From c84836c0df673af9395d65b96a349ef28419be4d Mon Sep 17 00:00:00 2001
From: rishab-partha <rishab.parthasarathy@gmail.com>
Date: Wed, 21 Aug 2024 06:05:16 +0000
Subject: [PATCH] add fsdp wrapping

---
 diffusion/models/models.py | 40 ++++++++++++++++++++++++++++++++++++++
 1 file changed, 40 insertions(+)

diff --git a/diffusion/models/models.py b/diffusion/models/models.py
index 8fd5a33d..737b125b 100644
--- a/diffusion/models/models.py
+++ b/diffusion/models/models.py
@@ -233,6 +233,26 @@ def stable_diffusion_2(
             target_modules=['to_k', 'to_q', 'to_v', 'to_out.0'],
         )
         model.unet.add_adapter(unet_lora_config)

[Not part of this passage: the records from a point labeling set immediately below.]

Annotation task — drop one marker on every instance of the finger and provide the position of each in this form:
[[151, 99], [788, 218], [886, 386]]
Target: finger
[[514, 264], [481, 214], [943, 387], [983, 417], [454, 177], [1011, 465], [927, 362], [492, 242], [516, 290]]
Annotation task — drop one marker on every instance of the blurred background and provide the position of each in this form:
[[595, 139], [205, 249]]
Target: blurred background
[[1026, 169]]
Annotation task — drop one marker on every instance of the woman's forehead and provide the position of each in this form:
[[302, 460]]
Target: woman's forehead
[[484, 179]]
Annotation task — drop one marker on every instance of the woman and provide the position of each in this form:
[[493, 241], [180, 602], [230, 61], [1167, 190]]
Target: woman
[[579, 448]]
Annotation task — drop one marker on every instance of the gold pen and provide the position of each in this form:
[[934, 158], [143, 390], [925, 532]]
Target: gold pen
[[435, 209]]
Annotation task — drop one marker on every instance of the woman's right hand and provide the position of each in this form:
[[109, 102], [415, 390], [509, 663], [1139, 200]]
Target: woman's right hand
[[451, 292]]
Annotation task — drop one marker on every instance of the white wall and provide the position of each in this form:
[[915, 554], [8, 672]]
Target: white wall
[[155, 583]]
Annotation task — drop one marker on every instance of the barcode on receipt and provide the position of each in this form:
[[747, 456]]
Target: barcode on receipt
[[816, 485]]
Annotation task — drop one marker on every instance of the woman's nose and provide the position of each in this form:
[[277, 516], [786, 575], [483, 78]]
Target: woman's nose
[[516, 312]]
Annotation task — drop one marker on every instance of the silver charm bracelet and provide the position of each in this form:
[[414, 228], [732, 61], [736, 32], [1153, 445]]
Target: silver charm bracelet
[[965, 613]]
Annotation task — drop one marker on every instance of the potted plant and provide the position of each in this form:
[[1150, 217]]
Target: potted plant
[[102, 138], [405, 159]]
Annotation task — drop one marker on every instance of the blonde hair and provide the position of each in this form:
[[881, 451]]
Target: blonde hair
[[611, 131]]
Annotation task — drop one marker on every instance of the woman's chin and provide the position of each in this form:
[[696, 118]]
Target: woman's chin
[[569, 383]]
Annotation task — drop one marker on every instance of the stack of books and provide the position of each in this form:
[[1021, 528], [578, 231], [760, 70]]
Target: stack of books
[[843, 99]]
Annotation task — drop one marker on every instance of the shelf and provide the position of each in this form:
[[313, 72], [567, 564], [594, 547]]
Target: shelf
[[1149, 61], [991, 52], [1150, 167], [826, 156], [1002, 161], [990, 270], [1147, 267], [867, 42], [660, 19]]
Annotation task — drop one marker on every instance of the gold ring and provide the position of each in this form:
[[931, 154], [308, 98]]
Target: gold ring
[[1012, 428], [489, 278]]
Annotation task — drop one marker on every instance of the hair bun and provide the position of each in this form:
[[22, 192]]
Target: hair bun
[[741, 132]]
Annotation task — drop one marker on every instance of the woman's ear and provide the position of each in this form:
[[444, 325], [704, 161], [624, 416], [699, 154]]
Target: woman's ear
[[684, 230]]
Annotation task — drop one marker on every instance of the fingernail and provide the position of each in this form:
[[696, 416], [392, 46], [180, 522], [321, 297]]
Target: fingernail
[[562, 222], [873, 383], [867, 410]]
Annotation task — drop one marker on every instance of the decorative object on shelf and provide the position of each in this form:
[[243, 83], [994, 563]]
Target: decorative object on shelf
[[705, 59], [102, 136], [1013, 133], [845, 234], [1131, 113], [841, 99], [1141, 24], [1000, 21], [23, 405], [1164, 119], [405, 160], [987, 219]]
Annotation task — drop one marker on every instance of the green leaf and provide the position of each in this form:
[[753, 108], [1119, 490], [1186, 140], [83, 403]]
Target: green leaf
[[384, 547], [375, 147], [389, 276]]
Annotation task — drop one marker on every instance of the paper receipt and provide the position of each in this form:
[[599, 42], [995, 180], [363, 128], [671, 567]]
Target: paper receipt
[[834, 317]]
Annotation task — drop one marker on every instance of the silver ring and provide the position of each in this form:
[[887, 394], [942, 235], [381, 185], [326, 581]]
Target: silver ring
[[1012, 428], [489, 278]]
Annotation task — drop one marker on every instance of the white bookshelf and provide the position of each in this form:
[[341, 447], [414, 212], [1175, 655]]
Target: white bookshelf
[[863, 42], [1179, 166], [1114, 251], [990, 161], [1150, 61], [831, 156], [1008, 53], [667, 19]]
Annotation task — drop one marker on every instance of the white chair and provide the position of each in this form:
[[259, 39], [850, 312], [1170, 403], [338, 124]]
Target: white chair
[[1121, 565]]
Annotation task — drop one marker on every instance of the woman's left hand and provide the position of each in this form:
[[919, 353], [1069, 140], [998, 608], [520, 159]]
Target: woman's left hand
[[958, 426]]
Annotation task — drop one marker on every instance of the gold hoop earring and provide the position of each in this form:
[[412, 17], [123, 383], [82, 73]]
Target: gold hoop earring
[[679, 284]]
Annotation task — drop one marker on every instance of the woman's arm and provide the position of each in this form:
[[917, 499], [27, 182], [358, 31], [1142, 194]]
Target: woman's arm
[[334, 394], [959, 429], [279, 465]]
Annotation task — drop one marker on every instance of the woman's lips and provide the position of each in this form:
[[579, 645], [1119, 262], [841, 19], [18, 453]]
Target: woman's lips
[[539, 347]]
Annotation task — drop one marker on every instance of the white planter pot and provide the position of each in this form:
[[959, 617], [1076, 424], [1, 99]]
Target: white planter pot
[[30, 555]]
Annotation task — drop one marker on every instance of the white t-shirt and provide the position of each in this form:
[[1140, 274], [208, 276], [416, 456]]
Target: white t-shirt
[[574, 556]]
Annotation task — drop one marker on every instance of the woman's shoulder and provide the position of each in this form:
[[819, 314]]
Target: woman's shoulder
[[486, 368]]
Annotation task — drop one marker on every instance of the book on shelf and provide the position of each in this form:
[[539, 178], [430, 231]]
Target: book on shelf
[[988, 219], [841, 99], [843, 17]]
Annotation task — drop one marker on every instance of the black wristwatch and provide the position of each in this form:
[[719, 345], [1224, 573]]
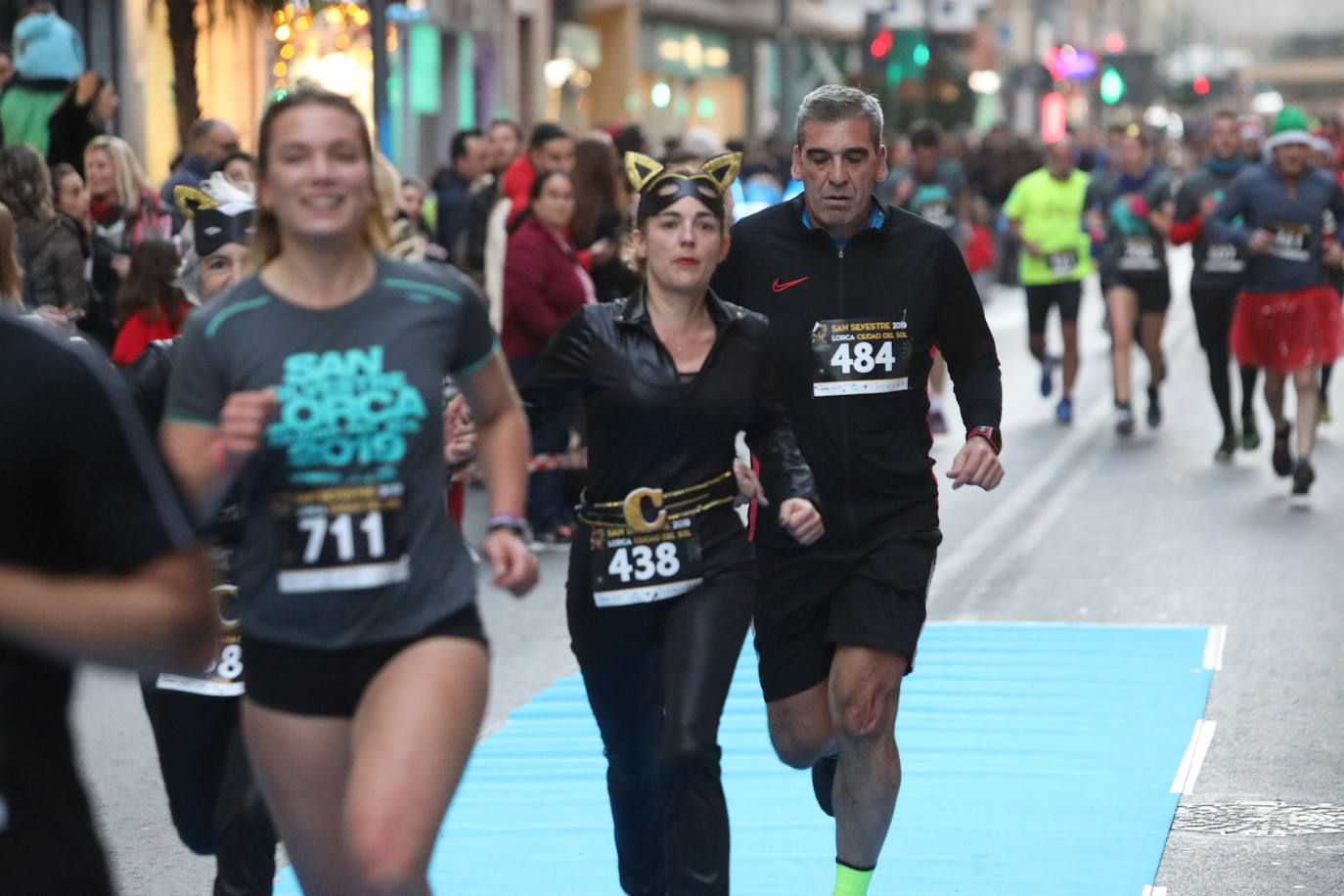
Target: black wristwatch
[[515, 524], [989, 432]]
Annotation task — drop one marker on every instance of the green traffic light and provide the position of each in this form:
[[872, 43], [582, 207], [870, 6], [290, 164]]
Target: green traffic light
[[1111, 86]]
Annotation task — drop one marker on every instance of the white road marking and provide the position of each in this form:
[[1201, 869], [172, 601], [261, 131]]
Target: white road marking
[[1193, 758]]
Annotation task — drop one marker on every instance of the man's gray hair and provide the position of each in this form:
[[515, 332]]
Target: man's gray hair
[[836, 103]]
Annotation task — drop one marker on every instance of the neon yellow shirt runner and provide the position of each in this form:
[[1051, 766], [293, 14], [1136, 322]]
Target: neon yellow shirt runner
[[1052, 216]]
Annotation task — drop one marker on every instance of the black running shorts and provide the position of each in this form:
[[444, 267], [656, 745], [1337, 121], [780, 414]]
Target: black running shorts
[[1039, 298], [870, 594], [1154, 293], [331, 683]]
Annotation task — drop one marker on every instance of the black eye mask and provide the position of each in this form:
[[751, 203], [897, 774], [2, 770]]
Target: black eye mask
[[212, 230], [660, 188]]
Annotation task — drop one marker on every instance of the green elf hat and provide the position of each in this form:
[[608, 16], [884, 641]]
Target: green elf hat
[[1290, 126]]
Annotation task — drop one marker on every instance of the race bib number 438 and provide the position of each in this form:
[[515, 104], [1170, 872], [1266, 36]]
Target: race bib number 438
[[859, 357], [341, 538], [643, 567]]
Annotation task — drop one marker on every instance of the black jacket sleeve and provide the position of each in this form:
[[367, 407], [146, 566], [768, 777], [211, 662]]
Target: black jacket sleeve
[[562, 371], [965, 341], [726, 278], [784, 471], [148, 379]]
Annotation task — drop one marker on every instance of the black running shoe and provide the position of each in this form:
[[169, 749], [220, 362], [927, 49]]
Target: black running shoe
[[1303, 478], [1124, 420], [824, 782], [1281, 457]]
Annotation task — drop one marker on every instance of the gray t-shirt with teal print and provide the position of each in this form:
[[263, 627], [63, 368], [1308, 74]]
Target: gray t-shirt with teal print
[[347, 539]]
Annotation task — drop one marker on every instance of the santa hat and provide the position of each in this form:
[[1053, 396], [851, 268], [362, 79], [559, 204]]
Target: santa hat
[[1290, 126]]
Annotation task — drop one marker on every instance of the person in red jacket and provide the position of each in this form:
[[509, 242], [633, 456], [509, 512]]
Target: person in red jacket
[[545, 284], [550, 148], [151, 305]]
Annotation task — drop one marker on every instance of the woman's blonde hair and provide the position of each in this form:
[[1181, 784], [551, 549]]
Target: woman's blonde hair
[[266, 240], [128, 173], [11, 274]]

+        model.unet._fsdp_wrap = True
+        if hasattr(model.unet, 'mid_block') and model.unet.mid_block is not None:
+            for attention in model.unet.mid_block.attentions:
+                attention._fsdp_wrap = True
+            for resnet in model.unet.mid_block.resnets:
+                resnet._fsdp_wrap = True
+        for block in model.unet.up_blocks:
+            if hasattr(block, 'attentions'):
+                for attention in block.attentions:
+                    attention._fsdp_wrap = True
+            if hasattr(block, 'resnets'):
+                for resnet in block.resnets:
+                    resnet._fsdp_wrap = True
+        for block in model.unet.down_blocks:
+            if hasattr(block, 'attentions'):
+                for attention in block.attentions:
+                    attention._fsdp_wrap = True
+            if hasattr(block, 'resnets'):
+                for resnet in block.resnets:
+                    resnet._fsdp_wrap = True
 
     if torch.cuda.is_available():
         model = DeviceGPU().module_to_device(model)
@@ -518,6 +538,26 @@ def stable_diffusion_xl(
             target_modules=['to_k', 'to_q', 'to_v', 'to_out.0'],
         )
         model.unet.add_adapter(unet_lora_config)
+        model.unet._fsdp_wrap = True
+        if hasattr(model.unet, 'mid_block') and model.unet.mid_block is not None:
+            for attention in model.unet.mid_block.attentions:
+                attention._fsdp_wrap = True
+            for resnet in model.unet.mid_block.resnets:
+                resnet._fsdp_wrap = True
+        for block in model.unet.up_blocks:
+            if hasattr(block, 'attentions'):
+                for attention in block.attentions:
+                    attention._fsdp_wrap = True
+            if hasattr(block, 'resnets'):
+                for resnet in block.resnets:
+                    resnet._fsdp_wrap = True
+        for block in model.unet.down_blocks:
+            if hasattr(block, 'attentions'):
+                for attention in block.attentions:
+                    attention._fsdp_wrap = True
+            if hasattr(block, 'resnets'):
+                for resnet in block.resnets:
+                    resnet._fsdp_wrap = True
     if torch.cuda.is_available():
         model = DeviceGPU().module_to_device(model)
         if is_xformers_installed and use_xformers: